ID Hair Design is the only hairdressing salon in Newcastle where you can get really good honey. Ian, the proprietor, is proud of his bees and particularly of their uncanny ability to find their way back to the hive. Even when they go on holiday in the wilds of Northumberland, the bees have no difficulty navigating a course back to the hive after a foraging excursion through countryside that they have never seen before.
Research on animal navigation covers species from the ant to the whale. Techniques have to be adjusted to the size and the habits of the subject.
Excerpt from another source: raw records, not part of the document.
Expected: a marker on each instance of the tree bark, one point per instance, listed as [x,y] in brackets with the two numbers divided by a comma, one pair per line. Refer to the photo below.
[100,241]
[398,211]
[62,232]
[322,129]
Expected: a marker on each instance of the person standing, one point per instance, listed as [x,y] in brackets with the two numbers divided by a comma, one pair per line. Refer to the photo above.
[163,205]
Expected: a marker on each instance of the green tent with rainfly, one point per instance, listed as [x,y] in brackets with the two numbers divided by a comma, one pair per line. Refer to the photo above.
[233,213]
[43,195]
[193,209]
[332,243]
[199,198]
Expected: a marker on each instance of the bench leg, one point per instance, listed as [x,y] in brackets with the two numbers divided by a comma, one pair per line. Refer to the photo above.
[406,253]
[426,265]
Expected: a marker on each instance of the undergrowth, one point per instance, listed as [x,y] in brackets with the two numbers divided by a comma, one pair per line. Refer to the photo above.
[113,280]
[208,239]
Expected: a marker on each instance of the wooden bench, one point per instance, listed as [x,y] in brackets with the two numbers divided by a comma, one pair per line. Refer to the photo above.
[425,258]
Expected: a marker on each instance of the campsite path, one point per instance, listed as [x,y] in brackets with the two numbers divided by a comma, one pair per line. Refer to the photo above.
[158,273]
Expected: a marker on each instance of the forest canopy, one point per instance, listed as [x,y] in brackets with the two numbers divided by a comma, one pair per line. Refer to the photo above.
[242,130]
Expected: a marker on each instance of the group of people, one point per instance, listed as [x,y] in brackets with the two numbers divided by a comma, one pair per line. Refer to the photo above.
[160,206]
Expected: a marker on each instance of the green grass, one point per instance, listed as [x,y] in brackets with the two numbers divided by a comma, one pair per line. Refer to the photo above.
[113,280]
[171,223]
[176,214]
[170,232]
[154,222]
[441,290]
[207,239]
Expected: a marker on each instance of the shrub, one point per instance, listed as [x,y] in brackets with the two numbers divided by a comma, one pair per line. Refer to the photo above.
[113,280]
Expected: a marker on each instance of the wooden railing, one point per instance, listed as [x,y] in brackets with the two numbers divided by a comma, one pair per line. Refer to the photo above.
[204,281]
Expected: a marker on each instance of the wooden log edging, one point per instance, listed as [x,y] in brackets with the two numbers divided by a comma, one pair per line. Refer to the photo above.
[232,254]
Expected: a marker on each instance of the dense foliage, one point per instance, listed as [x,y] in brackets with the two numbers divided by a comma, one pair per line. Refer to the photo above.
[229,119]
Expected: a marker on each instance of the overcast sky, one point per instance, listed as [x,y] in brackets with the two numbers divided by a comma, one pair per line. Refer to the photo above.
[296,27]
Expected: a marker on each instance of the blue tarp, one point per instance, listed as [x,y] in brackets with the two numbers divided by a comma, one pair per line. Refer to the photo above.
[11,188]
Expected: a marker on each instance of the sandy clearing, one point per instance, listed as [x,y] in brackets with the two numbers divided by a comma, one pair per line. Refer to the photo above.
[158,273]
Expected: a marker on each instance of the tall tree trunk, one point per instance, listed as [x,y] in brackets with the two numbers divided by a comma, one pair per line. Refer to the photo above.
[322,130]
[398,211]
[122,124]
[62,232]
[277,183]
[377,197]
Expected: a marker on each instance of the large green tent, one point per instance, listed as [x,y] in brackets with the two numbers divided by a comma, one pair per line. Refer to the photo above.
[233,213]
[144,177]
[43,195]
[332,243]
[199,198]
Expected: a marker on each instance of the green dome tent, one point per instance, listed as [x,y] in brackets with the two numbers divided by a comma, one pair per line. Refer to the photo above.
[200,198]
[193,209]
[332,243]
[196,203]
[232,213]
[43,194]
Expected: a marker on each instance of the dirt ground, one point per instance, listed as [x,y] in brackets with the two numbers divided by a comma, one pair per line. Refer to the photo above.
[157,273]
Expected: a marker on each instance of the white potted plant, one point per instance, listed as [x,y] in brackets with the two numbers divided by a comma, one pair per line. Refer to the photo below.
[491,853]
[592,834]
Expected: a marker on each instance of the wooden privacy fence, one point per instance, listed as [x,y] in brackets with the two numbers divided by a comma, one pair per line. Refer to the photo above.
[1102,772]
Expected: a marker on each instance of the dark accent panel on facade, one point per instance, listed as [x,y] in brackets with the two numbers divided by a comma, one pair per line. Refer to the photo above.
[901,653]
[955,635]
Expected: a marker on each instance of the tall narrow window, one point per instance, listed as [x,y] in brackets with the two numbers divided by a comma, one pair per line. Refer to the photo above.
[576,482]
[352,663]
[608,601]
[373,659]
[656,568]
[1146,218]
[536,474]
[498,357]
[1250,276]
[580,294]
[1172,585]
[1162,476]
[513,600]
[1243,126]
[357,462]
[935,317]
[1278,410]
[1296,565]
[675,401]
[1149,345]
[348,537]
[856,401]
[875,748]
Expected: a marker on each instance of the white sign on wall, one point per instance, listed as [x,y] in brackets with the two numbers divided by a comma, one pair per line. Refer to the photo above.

Some scientists follow individual Sahara desert ants, plotting their course in a notebook. Others use satellites to track whales through the ocean. Substantial funding for work in this area comes from the need to understand the movemements of commercially important species, particularly fish.
Individual scientists are driven by the urge to puzzle out how animals’ navigation equipment works. “We don’t know for sure how animals navigate” says Julian Metcalfe, a Ministry of Agriculture, Fisheries and Food scientist who tags plaice with data-logging equipment to follow their annual migration up and down the North Sea. “There’s a lot of debate about whether they use vision, smell or a magnetic compass. As soon as you knock out one of these mechanisms others may take over” he says.
In fact the bee’s navigational abilities are unremarkable by animal standards. The trick it uses to return to its hive in an unfamiliar location is called path integration. Like many species, the bee has a compass and an odometer so she can measure the length and the direction of each leg of her outward flight. By keeping a running tally she always knows the direct route back to the hive.
Path integration is difficult to study directly in the bee, says Tom Collett of the University of Sussex. They are too fast to follow and they are too small to carry remote tracking equipment. Saharan desert ants, which make long meandering foraging expeditions on foot and then return directly to the nest are much more amenable.
Proof that ants use path integration to calculate their return route comes when a sneaky experimenter moves the homeward bound ant a few metres off her track.The ant continues walking in the same direction and for the same distance she had calculated, missing the nest by exactly the same amount that she was displaced. Only when she reaches the end of her calculated journey home does she try to use visual landmarks to guide her back to the nest.
The ant and the bee both use a compass that depends on the pattern of polarisation in daylight. Light from each different direction has been bent a specific amount by the atmosphere polarising it in a particular way. Both the ant and the bee have a special set of eye facets that detect the pattern of polarisation in daylight. These facets give the biggest response when the insect is aligned with the solar meridian.
Characteristic errors in navigation that happen when the insect can only see part of the polarisation pattern allowed scientists to work out the details of the polarisation compass. The odometer has been more difficult to understand. For a long time scientists were confused by early results suggestiing that distance was calculated by the amount of energy used on the journey. However neither ants nor bees overestimate distances when they are loaded with weights to increase energy consumption.
Now it is clear that in both cases it is the optic flow – the movement of patterns across the eye as the insect walks or flies through the world – that tells the insect how far she has moved. When ants walked on a transparent floor overlying a patterned “carpet”, moving the carpet along with the ant to reduce the optic flow caused her to underestimate the length of her journey. Moving it in the opposite direction made her overestimate.
When bees return to the hive from a food source they do a dance to signal the direction and the distance to the food. Harald Esch and John Burns at the University of Notre Dame [the zip code is IN, is that Indiana?] put a beehive on top of a skyscraper and trained the bees to fly to a feeder on top of another tall building.
Because they flew high over the ground the optic flow was much less than when they flew the same distance at ground level. As predicted, when they danced on return to the hive on top of the skyscraper the bees signalled a much shorter distance than when they flew the same distance at ground level.
Esch and Burns also trained bees to fly to a feeder suspended from a balloon. When the balloon was raised to a higher altitude, reducing the optic flow but increasing the energy needed to fly to the feeder, the bees signalled a reduced distance.
Quite apart from their scientific importance these findings will be good news for beekepers planning looking for novel holidays. It seems that sightseeing in New York, or hot-air ballooning would both be possible.